Tuesday, January 18, 2011
Pick up the Pace!
When was the last time you factored in the Pace of your speaking voice?
It's not something speakers often think about, unless we are in a timed speaking situation, or desperate to sit down and shut up. It's easier to just speak the way we speak, and trust that the audience is taking in the brilliance of our content.
Not thinking about it can be a disastrous mistake. Pacing is crucial to keeping your audience engaged, and getting your point across.
Not to be confused with Vocal Variety or Tone of Voice, Pacing is the speed at which you speak. In a typical conversation, we speak at 100-125 words per minute. Giving a speech, say in Toastmasters or in a work presentation, that speeds up to 125-150 words, with gusts up to 175. Adrenaline, the knowledge of what we're going to say ahead of time, and the idea that we either don't want to be, or won't be, all contribute to our faster speech patterns. Speakers who succumb to nerves will often speak at an even faster rate, leaving themselves, and their audiences, breathless.
According to various studies, our average listening speed is between 400 and 700 words per minute. My own opinion leans to the 400 number - since I can't understand much of what the 'World's Fastest Talker' is saying below - in fact, even 400 seems too fast!
Even that statistic is limited. There is a difference between words heard and ideas understood. A speech isn't just about words. It involves ideas, emotions, concepts, mental pictures, problems and solutions, and usually, a call to action.Your speaking Pace must take all of these components into consideration for you to connect and communicate with your audience.
People need time to take in the concepts and consider them for themselves, internalize them, before catching back up to you and your words. Give them the time by slowing down enough to allow them to think. We're not talking minutes here - but seconds. Either slow down your speech and add a short pause, or speed up your speech to add urgency and heightened excitement - then follow with a longer pause. Both will give your audience their necessary "hmmmmm..." moment.
Tips to start using Pace as an effective tool as a speaker:
1. Record your next speech, and get it transcribed. Transcribers are plentiful at about $50/hr on the web, and often, you can even find a teenager to do it for half the price (pick wisely, so you don't end up with half the transcript!). Figure your words per minute from the transcription so you have your baseline speed to consider as you plan your pacing.
2. Once you have the script, listen to the recording, then mark where your pace speeds up and slows down. Do the pace changes make sense? Do they add to the effectiveness of your speech? Are you even aware that your speed is changing - that is, are you intentional in your change of pace?

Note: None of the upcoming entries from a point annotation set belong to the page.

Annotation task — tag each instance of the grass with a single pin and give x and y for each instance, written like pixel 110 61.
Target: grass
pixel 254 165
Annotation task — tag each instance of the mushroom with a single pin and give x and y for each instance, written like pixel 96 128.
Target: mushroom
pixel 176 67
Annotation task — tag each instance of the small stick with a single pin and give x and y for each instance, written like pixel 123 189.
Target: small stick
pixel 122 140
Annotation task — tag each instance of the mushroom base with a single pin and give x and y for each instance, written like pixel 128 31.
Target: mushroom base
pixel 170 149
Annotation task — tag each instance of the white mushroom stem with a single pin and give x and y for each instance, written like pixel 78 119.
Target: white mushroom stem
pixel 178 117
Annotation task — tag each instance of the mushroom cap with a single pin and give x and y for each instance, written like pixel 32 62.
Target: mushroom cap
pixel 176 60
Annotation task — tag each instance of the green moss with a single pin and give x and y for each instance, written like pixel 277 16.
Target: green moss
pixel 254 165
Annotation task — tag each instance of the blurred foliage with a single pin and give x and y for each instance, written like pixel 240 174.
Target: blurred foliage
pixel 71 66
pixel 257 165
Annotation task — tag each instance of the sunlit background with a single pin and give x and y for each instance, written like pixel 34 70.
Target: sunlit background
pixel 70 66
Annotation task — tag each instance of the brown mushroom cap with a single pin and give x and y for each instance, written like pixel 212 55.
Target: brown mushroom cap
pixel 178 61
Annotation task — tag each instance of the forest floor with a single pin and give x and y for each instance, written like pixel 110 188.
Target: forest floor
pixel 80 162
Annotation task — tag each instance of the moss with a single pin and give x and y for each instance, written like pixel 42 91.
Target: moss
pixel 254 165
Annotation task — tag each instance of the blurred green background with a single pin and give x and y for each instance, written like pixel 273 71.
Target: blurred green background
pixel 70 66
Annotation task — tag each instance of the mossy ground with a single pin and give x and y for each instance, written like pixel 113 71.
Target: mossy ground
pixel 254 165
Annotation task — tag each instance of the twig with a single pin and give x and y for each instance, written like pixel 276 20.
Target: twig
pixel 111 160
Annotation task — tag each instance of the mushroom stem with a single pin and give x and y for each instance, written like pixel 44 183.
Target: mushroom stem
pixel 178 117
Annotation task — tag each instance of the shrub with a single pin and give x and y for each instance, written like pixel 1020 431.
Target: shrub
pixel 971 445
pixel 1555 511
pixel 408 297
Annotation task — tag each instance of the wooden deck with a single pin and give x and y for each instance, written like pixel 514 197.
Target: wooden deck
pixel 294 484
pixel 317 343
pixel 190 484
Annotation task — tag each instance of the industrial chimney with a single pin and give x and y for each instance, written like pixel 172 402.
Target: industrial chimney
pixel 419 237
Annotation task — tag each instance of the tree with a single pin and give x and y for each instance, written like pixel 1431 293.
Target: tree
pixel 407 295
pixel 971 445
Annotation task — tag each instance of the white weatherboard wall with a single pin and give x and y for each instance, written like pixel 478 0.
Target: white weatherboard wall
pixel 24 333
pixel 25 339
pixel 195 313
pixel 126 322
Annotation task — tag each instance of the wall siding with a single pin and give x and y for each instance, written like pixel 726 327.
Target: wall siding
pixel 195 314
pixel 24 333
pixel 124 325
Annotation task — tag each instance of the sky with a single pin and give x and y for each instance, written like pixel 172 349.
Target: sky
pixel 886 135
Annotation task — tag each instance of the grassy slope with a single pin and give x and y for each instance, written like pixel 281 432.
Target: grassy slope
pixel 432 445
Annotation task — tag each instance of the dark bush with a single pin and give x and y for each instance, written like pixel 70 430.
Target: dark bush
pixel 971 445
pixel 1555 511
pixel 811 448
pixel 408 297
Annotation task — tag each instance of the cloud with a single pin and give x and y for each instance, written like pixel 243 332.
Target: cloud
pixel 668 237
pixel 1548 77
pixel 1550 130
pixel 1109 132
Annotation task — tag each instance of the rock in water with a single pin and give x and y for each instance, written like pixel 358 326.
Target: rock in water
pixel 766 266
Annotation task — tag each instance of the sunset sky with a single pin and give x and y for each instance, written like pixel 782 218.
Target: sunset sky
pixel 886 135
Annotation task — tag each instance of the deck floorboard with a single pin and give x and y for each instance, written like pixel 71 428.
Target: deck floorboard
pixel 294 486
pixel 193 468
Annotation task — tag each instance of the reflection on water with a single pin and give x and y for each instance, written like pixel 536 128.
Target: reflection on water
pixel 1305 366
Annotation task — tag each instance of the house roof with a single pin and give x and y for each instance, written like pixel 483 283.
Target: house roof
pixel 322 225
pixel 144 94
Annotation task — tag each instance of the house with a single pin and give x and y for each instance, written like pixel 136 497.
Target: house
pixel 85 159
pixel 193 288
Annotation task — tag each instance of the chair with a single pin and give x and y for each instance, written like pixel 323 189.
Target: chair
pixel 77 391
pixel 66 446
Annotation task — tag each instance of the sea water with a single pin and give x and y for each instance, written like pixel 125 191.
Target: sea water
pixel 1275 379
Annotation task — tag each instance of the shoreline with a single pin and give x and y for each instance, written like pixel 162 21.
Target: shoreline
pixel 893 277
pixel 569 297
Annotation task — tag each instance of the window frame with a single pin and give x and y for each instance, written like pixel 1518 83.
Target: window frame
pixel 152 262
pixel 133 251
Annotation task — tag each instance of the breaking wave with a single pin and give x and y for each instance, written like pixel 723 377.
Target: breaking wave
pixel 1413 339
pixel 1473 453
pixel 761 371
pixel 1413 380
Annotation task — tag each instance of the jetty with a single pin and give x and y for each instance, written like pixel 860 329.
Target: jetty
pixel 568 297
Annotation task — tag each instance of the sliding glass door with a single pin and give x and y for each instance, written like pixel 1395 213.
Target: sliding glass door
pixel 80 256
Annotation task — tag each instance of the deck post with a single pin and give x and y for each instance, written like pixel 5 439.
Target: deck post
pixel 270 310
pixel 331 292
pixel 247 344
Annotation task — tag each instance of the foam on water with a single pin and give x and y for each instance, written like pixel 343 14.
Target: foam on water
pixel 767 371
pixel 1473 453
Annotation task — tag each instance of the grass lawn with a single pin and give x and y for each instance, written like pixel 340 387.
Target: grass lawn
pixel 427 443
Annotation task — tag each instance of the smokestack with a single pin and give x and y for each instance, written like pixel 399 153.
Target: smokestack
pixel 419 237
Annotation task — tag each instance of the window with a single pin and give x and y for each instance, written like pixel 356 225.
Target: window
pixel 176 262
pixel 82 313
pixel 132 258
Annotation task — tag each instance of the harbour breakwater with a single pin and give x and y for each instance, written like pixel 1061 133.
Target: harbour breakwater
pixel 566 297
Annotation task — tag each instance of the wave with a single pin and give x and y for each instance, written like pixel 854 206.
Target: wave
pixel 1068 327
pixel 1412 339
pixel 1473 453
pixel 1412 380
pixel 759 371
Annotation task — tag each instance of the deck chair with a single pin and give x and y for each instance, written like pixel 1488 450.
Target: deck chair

3. Listen to other speakers that are similar to you in topic and target audience. You Tube offers a wealth of examples. Compare your rate to theirs. Many of the most successful professional speakers speak at a much faster pace than you would expect.
4. Break your speech transcript into five parts - Conversational, Storytelling, Big Ideas, Transitions, and Calls to Action. Some of these may intermingle, such as the climax of your Story being a Big Idea. This can be a helpful exercise in general, even beyond planning your pacing.
With your speech transcript broken down, listen again to hear what your pace is during each segment. If your pace is the same throughout your speech, your audience isn't going to be as engaged as they could be. If your pace is at its slowest during the conversational and storytelling parts of your speech, your audience will likely start to wander.
By speeding up your pace during the conversational parts of your speech, you keep the audience's attention without losing comprehension, unless you really start speeding along. When people don't have to work hard to understand you, you are able to speed up without penalty.
Speeding up during your storytelling will add excitement and intensity, and again keep your audience interested. Speaking at higher speeds allows you to 'set up' your audience for your slower moments - when you get to the big idea you want them to ponder, when you paint a somber or painful emotion, and when you give your call to action.
There are times when its appropriate to speed up when painting emotions or expressing your call to action. It depends on what emotions you are hoping to evoke, who your audience is, and the occasion. The more excitement you want to evoke in a moment, the more speaking at a faster pace, can help the audience feel the emotion with the vigor you intend.
The key point to take away from this post? Be aware of your pace. Proactively examine what you are doing now, and determine how your pace can improve your ability to Speak & Deliver.Your audience will thank you!